DNN = create_best_DNN(25)
DNN.fit(train_X, train_y, epochs=400, batch_size=80, verbose=1, validation_data=(val_X, val_y))
score = DNN.evaluate(val_X, val_y, verbose=1)

In [None]:
grade = DNN.predict(test)
grade = grade.reshape(len(grade))

In [None]:
my_submission = pd.DataFrame({'ID': test.index, 'grade': grade})
# you could use any filename.
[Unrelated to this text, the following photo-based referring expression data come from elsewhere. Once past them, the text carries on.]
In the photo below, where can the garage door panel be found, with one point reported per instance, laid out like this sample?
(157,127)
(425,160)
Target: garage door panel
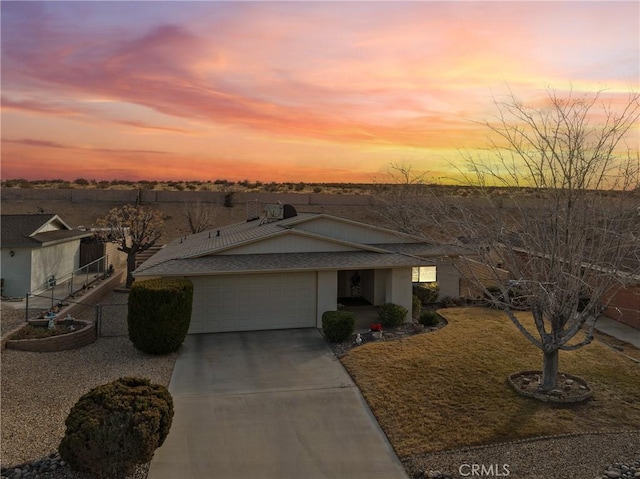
(253,302)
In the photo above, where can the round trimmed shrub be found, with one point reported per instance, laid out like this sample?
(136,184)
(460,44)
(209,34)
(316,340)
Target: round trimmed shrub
(159,314)
(116,426)
(392,315)
(338,326)
(427,292)
(429,318)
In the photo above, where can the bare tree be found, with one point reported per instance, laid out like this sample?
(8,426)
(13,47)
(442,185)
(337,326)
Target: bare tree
(199,216)
(402,199)
(563,224)
(134,229)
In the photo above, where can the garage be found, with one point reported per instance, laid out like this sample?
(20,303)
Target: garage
(253,302)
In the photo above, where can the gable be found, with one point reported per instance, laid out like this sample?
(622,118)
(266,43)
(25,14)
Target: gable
(291,242)
(351,231)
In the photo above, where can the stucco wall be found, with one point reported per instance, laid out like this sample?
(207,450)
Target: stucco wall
(399,287)
(327,287)
(15,270)
(59,260)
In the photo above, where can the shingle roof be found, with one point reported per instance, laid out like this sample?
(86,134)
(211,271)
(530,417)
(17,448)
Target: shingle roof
(198,253)
(21,231)
(225,264)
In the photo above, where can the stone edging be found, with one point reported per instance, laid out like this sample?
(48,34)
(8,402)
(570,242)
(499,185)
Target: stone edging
(72,340)
(549,398)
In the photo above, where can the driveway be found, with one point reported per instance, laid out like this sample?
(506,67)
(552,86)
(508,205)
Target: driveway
(269,405)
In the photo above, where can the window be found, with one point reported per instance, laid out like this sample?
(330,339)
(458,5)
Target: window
(423,274)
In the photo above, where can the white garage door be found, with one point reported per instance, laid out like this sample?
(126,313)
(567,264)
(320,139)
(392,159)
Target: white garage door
(253,302)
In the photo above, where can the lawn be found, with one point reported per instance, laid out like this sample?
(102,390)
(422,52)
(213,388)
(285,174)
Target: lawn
(448,389)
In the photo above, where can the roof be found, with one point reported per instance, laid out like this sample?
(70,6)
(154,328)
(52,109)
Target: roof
(211,252)
(36,230)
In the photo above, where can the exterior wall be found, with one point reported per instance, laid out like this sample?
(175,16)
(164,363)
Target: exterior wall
(625,306)
(15,271)
(380,286)
(289,244)
(117,258)
(349,232)
(59,260)
(448,279)
(399,287)
(327,287)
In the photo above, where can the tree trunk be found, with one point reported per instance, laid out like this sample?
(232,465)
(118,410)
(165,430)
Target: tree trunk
(549,370)
(131,266)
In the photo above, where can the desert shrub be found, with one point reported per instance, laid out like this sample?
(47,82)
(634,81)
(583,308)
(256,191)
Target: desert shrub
(427,292)
(416,307)
(159,314)
(338,326)
(116,426)
(451,302)
(429,318)
(392,315)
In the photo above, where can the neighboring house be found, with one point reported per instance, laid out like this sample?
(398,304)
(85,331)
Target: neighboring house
(35,248)
(285,273)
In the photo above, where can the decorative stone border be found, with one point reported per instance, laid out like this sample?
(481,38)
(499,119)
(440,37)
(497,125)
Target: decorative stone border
(84,334)
(550,397)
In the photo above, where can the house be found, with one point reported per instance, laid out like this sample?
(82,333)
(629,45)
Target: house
(285,270)
(34,248)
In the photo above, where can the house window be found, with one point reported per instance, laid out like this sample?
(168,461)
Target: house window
(424,274)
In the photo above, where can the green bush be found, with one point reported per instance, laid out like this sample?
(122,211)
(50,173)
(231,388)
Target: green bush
(338,326)
(416,307)
(159,314)
(427,292)
(116,426)
(392,315)
(429,318)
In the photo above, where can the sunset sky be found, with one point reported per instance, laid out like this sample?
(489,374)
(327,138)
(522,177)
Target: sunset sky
(287,91)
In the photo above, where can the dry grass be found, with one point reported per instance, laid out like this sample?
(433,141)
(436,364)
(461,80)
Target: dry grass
(448,389)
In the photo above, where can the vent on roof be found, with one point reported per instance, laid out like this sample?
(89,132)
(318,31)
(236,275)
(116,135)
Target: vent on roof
(253,210)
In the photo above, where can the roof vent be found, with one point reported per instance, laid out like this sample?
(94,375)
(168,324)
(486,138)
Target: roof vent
(289,211)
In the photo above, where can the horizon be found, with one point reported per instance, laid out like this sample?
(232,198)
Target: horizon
(312,92)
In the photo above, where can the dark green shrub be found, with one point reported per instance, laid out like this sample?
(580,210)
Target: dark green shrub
(392,315)
(159,314)
(416,307)
(427,292)
(116,426)
(429,318)
(338,326)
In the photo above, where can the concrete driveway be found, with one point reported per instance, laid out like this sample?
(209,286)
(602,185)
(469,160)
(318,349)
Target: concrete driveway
(269,405)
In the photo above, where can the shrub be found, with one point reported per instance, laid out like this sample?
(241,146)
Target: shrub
(159,314)
(392,315)
(416,307)
(116,426)
(429,318)
(427,292)
(338,326)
We choose submission here
my_submission.to_csv('submission.csv', index=False)

### DNN Submission 2

In [None]:
#{'batch_size': 20, 'epochs': 100, 'unit': 50}

def create_best_DNN2(unit):
    """creating DNN architechture """
    model = keras.Sequential()
    model.add(keras.layers.Dense(unit, input_dim=num_feats, activation='relu'))
    model.add(keras.layers.Dense(unit, activation='relu'))
    model.add(keras.layers.Dense(unit, activation='relu'))
    model.add(keras.layers.Dropout(0.5))
    model.add(keras.layers.Dense(1, activation='linear'))
    
    model.compile(loss='mean_squared_error', optimizer='adam', metrics=[keras.metrics.RootMeanSquaredError()])
    return model

DNN = create_best_DNN2(60)
DNN.fit(train_X, train_y, epochs=100, batch_size=20, verbose=1, validation_data=(val_X, val_y))
score = DNN.evaluate(val_X, val_y, verbose=1)


In [None]:
score

In [None]:
grade = DNN.predict(test)
grade = grade.reshape(len(grade))

In [None]:
my_submission = pd.DataFrame({'ID': test.index, 'grade': grade})
# you could use any filename. We choose submission here
my_submission.to_csv('submission.csv', index=False)

### For next time

Tensorboard and early stopping. Batch Norm? Callback? How to grid search faster?